La maladie réelle ou imaginaire vous pourrit la vie. Un homme cherche une oreille accueillante, pour préciser "ce qui ne va pas". Son interlocutrice l’envoie promener, bien trop préoccupée par ses problèmes de tuyauterie. Témoin de la mort de son ami Paul, un hypocondriaque tente d’éclairer les circonstances de cette embolie pulmonaire. Au terme de ce récit embrouillé, il se sent de plus en plus oppressé... Souffrant de "gigite", un patient subit le discours angoissant d’une "spécialiste des généralistes". L’égocentrisme, qui émerge de ces sketchs, est pris pour cible par un pseudo-humaniste. Sournoisement, celui-ci accuse la malheureuse embourbée dans ses petits problèmes, de négliger la faim dans le monde, le réchauffement climatique et les menaces de guerre nucléaire.

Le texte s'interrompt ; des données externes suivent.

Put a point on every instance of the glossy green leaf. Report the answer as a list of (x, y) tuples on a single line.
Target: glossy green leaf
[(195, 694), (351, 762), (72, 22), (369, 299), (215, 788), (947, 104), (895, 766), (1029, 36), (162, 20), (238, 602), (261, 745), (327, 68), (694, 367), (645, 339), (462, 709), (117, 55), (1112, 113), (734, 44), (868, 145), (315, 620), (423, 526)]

L’auteur prend plaisir à développer des situations surréalistes. Dans une salle de théâtre, une spectatrice prend un professeur de S.V.T. pour un acteur et le félicite chaleureusement. Celui-ci proteste contre la confusion. Peine perdue. L’admiratrice enthousiaste se gargarise de formules ampoulées pour saluer le chef-d’oeuvre. Colère froide du prof : il a horreur du théâtre et s’est fait chier pendant plus de trois heures ! Un citoyen est élu président de la République par tirage au sort : le seul mode de scrutin qui garantit les chances de chacun et de chacune. Perplexe, son amie souligne son incompétence en politique. Faux problème : le Président aura "des conseillers ad hoc". Convaincue, la copine se montre ambitieuse et exigeante.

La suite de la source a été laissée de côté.